The advantage of Changi is that it's one of the world's most comfortable airports. The disadvantage is Singapore has a strong stance when it comes to drugs, and they pat down every passenger - including five year olds.

It's at this point we hit the wall: the kiddo is tired, scared and doesn't want a stranger touching him when it's seven hours past his bedtime and he hasn't slept. For years we've been drilling consent and body autonomy into him, and he's under the impression that if he doesn't want anyone to touch him, he doesn't have to let them. We've already broken that rule by making him get a PCR test. I'm feeling pretty crap again when I have to let the patient, but insistent, staff pat him down.

Our connecting flight is empty, and I am a wreck once I get on it. I fully admit to no longer feeling the need to wipe every surface down, to nag my kid not to touch anything, or constantly smother his hands in hand sanitiser. I have forgotten what a soul-sucking experience it is to travel long haul. Forget about pandemic-proofing my family, I just want to get there.
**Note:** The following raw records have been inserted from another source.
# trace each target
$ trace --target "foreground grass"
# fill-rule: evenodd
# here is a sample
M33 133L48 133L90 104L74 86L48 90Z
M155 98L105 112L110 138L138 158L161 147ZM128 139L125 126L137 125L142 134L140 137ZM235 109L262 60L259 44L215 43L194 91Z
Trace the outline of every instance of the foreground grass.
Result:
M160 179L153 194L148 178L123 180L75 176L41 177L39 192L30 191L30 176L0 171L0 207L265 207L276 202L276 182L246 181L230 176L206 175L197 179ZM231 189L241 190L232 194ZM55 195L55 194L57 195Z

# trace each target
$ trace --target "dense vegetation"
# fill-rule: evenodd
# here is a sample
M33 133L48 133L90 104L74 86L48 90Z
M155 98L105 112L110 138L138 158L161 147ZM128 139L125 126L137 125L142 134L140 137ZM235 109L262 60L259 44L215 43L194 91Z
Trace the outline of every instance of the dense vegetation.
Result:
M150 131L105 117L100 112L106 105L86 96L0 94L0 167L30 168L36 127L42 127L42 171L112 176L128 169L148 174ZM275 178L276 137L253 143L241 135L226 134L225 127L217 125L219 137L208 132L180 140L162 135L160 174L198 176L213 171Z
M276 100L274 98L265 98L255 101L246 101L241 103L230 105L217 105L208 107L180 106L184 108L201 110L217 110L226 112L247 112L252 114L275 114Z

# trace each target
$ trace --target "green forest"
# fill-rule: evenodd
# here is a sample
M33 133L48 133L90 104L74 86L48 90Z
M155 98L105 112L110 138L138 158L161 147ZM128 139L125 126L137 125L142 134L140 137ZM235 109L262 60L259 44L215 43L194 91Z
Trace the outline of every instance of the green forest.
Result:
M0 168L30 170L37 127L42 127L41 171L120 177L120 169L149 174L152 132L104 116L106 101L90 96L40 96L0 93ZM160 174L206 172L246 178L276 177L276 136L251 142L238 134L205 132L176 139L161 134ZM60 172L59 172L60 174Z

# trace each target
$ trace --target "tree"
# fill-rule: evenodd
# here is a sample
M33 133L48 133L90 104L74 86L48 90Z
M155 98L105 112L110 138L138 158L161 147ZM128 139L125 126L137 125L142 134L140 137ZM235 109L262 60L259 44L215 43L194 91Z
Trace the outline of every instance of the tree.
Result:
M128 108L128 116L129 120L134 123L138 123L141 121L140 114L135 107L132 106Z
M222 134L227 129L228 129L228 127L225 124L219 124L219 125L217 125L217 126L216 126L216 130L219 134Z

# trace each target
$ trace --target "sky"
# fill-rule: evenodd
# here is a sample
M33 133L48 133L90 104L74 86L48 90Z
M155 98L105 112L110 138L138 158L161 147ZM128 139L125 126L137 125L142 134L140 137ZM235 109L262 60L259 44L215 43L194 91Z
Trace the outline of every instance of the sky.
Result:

When we disembark at Amsterdam's Schiphol Airport at 7am, it's pitch black dark, cold and empty. I expect a huge ordeal at customs, but the official doesn't even look at our meticulously filled out entry form. He doesn't glance at our negative COVID-19 tests. He doesn't care about our International Vaccination Certificates.

"Australia hey?" the guard says in Dutch.

"That's a long way".

He stamps our passports and we're done.

Except we're not. For us, there's a blissful moment of reunion when my kiddo runs full pelt into his uncle's arms, my husband gets to hug his sister for the first time in two years, and my father-in-law ignores both of us and locks onto his grandchild like a hungry octopus and doesn't let go.

I don't choke up until my father-in-law offers me a hug.

"I'm sorry I couldn't bring them home to you sooner" I stammer, two years of pandemic-induced grief, guilt and trauma bubbling over.

But when we head to the car, we discover our child car seat is too small for our giant five-year-old. The most imperfect way to end 30 hours of travel is to jump on public transport during peak hour with a jet-lagged five year old. But that's what my husband does, having to take the train with the kid while I am driven home with the luggage. The kid is delighted: the husband resigned to his fate. With trams overflowing at the other end, my husband carries our sleeping sack of potatoes two kilometres from the main train station to his parent's house rather than expose them both to germs.

It's an ordeal. But when they turn the corner onto our street, the kid wriggles down and runs the length of the street into his grandmother's arms, and the inconvenience of our long haul is worth it.

Sometimes, travel is about the journey. Sometimes the destination. But on this trip, we're happily here just for family.